Approximately 111 Mb arranged in 17 linkage groups (chromosomes) with 37 additional unmapped scaffolds, with an L50 of 7.8 Mb.
This set of gene predictions incorporates new JGI gene expression data from 1M reads generated from nitrogen-starved cells on the 454 Titatnium platform as well as 239M 2x150 stranded Illumina reads and other smaller RNA-Seq datasets. These reads are in the process of being deposited in the GenBank Sequence Read Archive (SRA).

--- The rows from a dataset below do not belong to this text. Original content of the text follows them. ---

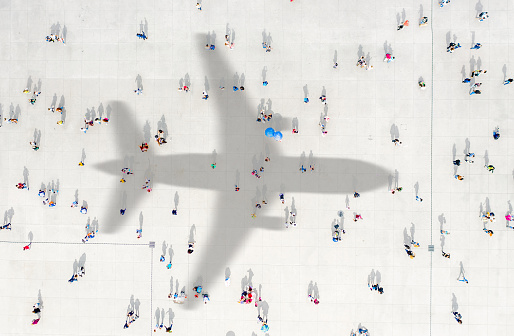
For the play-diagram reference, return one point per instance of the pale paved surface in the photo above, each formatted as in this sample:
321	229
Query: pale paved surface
99	64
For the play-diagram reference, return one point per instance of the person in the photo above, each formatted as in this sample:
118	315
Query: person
389	58
496	134
144	147
482	16
452	47
22	186
197	290
443	2
401	25
34	145
477	73
74	278
458	317
361	62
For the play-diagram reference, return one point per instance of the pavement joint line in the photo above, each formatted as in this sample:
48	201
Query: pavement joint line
431	163
68	243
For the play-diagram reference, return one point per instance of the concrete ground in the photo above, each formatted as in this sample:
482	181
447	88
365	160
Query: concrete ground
95	74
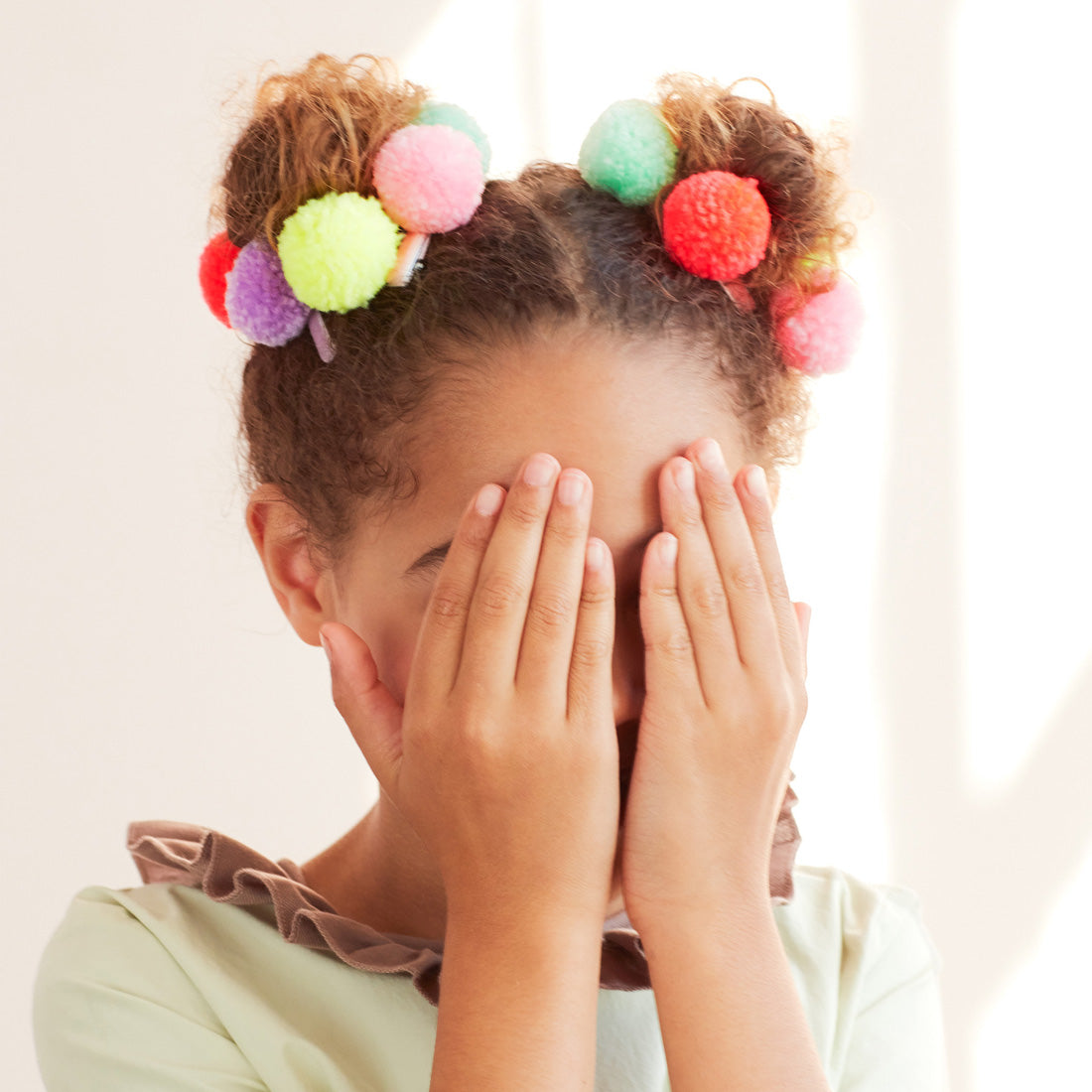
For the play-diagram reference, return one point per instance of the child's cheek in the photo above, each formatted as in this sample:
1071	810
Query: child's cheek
393	652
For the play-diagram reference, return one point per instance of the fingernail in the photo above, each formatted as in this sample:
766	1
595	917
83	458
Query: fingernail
710	457
755	482
539	471
489	499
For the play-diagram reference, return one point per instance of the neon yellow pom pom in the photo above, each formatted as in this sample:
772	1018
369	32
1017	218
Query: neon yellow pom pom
338	250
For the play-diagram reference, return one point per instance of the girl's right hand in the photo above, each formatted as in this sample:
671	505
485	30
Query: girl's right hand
504	757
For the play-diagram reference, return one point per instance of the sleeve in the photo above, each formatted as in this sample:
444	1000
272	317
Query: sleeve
112	1011
896	1043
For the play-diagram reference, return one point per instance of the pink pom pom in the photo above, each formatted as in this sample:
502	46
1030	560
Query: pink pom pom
717	225
429	178
821	336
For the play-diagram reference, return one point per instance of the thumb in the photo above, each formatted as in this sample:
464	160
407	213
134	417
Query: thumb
366	706
804	620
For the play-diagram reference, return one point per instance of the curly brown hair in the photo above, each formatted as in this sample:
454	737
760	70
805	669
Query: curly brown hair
543	251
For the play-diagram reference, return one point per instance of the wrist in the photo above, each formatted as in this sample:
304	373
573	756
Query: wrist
698	909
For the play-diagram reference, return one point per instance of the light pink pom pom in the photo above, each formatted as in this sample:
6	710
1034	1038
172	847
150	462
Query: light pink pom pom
429	178
820	337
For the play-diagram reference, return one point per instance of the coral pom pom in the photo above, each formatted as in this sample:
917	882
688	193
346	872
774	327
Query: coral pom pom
337	250
456	117
429	178
259	302
628	152
820	337
216	261
717	225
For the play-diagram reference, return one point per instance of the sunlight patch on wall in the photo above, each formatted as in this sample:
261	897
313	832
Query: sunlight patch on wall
1023	279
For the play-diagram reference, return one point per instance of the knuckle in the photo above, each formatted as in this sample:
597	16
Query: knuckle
746	577
591	598
524	511
761	522
550	612
591	652
449	604
719	499
498	594
565	530
673	645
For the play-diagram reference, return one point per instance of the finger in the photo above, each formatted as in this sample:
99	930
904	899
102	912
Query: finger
366	706
804	617
669	666
700	585
754	497
591	694
444	626
753	621
499	608
546	646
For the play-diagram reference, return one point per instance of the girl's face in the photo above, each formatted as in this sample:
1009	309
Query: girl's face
617	411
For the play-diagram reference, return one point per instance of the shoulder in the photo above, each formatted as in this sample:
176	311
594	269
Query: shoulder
870	975
111	1000
866	919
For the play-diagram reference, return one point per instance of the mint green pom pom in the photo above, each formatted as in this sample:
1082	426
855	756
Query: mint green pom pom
629	152
338	250
456	117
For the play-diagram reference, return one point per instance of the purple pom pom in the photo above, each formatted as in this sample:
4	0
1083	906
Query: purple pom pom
259	302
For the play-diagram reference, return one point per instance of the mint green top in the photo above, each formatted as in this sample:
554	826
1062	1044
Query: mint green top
161	989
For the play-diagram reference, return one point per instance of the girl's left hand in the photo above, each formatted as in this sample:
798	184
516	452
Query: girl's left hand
725	664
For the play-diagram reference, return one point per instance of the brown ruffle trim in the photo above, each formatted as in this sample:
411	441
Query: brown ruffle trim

The underlying gene prediction was performed by Mario Stanke using Augustus (annotation version u11.6). We removed 5 transcripts that were shorter than 25 aa; 59 with internal stop codons and 716 with homology (over >=30% of their length) to Transposable Elements deposited in RebBase. Manual examination merged or split loci where updated gene predictions were incompatible with older annotations. This left 17,737 loci (of which 1,789 encode alternate transcripts) making a total of 19,526 protein-coding transcripts
12,264 stable gene (13,450 stable transcript) identifiers were mapped forwards from v4; 9,424 deflines, descriptions and gene symbols (e.g. IFT27) were mapped. (Stable gene identifiers are of the form Cre01.g123450 for locus; Cre01.g123450.t2.1 for transcripts, where Cre01 means the locus is on chromosome 1 and gene numbers (g123450 in this example) generally increment by 50 starting at the beginning of chromosome 1. The t2.1 at the end of the transcript identifier indicates this is version 1 of transcript 2 at this locus. Augustus gene identifiers of the form g12345 remain for the transcripts that are still being mapped to a stable locus. All loci will have a stable identifier in the next release.)
The next release (Chlamydomonas v5.4) is scheduled for summer 2013. We are obtaining Illumina sequences from transcript termini (RNA-PET) and expect to use this to improve annotation of gene ends.